Dynamic Batching: Throughput vs Latency Tradeoffs in Request Scheduling
The Batching Philosophy
Dynamic batching aggregates individual inference requests into larger batches before execution, dramatically improving device utilization and throughput at the cost of queueing delay. Instead of processing one request at a time with the GPU sitting idle between arrivals, the scheduler waits for a configurable window (typically 1 to 50 milliseconds) to collect multiple requests, then executes them together. A GPU running ResNet50 might process a single image in 5 milliseconds but can process a batch of 32 images in only 20 milliseconds, achieving 8x better throughput per GPU hour. This efficiency directly translates to cost savings: serving the same QPS with batching can reduce required GPU instances by 50% to 70%.
When Batching Breaks Down
The tradeoff becomes critical under real world traffic patterns. For steady, high volume streams like video recommendation ranking at YouTube or feed ranking at Meta, batching works beautifully: requests arrive fast enough to form full batches within millisecond windows, and the added queueing delay is negligible compared to total processing time. However, for bursty or low QPS services, dynamic batching can destroy tail latency. If your SLO requires p95 latency under 100 milliseconds but your batch window is 20 milliseconds, you have already consumed 20% of your budget just waiting in queue before any computation starts.

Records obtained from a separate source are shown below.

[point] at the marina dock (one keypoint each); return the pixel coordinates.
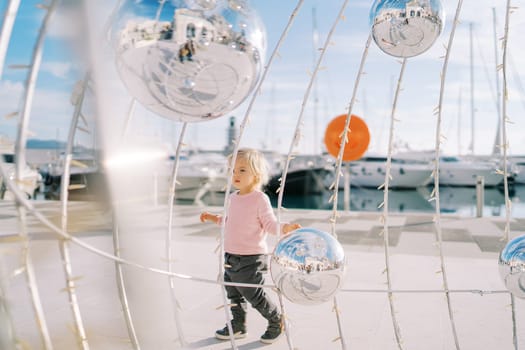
(480, 303)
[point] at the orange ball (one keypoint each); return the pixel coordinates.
(358, 137)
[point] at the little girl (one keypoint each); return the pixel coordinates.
(250, 217)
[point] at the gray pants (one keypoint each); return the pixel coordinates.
(249, 269)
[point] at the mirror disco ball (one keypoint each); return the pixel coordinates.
(512, 266)
(308, 266)
(190, 60)
(406, 28)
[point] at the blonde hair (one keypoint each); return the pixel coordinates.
(257, 163)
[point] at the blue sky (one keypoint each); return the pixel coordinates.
(276, 109)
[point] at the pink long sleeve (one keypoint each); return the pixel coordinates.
(250, 218)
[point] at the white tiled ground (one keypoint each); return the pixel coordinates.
(470, 246)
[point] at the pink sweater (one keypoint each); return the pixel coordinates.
(249, 219)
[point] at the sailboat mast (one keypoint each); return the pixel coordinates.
(7, 27)
(459, 122)
(315, 46)
(472, 107)
(496, 149)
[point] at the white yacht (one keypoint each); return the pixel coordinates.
(30, 178)
(463, 171)
(199, 174)
(369, 171)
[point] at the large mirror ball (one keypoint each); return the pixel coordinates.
(512, 266)
(188, 60)
(308, 266)
(406, 28)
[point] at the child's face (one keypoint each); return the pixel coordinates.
(243, 177)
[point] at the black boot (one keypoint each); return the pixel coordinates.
(238, 323)
(274, 331)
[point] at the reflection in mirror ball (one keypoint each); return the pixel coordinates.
(198, 61)
(308, 266)
(512, 266)
(406, 28)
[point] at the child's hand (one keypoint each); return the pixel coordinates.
(205, 216)
(287, 228)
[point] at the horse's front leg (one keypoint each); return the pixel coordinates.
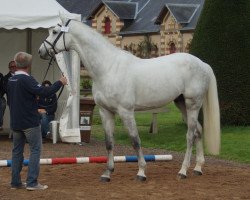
(108, 125)
(129, 122)
(192, 121)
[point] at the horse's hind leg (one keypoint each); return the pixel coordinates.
(108, 125)
(199, 150)
(129, 122)
(192, 107)
(180, 104)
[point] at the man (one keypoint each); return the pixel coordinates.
(25, 122)
(4, 82)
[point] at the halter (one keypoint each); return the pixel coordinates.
(53, 47)
(56, 40)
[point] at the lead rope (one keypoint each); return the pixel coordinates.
(50, 63)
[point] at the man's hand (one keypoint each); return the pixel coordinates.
(63, 80)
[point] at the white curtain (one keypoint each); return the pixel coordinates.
(69, 119)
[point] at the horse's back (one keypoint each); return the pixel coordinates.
(160, 80)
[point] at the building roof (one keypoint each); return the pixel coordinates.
(141, 16)
(183, 13)
(83, 7)
(123, 10)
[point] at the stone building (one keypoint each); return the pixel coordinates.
(147, 28)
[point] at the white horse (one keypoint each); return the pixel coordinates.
(123, 84)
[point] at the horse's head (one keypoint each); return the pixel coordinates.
(57, 40)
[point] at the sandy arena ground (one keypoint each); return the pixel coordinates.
(221, 179)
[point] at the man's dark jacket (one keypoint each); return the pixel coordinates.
(22, 92)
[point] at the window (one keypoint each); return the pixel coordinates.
(172, 48)
(107, 27)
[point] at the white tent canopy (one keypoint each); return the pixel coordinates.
(23, 27)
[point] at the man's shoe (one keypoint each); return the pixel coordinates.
(19, 187)
(37, 187)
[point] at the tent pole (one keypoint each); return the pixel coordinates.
(29, 41)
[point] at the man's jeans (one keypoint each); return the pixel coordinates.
(33, 137)
(45, 120)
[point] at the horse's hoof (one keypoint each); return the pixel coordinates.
(105, 179)
(197, 173)
(181, 176)
(141, 178)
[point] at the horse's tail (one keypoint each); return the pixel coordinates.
(211, 118)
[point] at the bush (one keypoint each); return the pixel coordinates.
(222, 40)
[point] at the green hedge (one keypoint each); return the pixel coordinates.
(222, 39)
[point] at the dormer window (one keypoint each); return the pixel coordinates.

The Counterintuitive Failure Mode
Under spiky traffic, you will see low GPU utilization yet high p95 and p99 latencies simultaneously. This happens because requests arrive slowly, sit waiting for batch formation, and burn latency budget before computation even starts.
Production Tuning
Production systems tune three knobs: maximum batch size (constrained by GPU memory), batch formation timeout (the window to wait), and per model concurrency (parallel instances). TensorFlow Serving typically uses 4 to 16 millisecond windows for strict latency services, while Triton configurations for throughput optimized workloads can use 50 millisecond windows with batch sizes of 64 to 128. The key insight is to separate queueing time from compute time in your metrics: if queue time dominates, reduce the window or increase concurrency rather than adding more GPUs.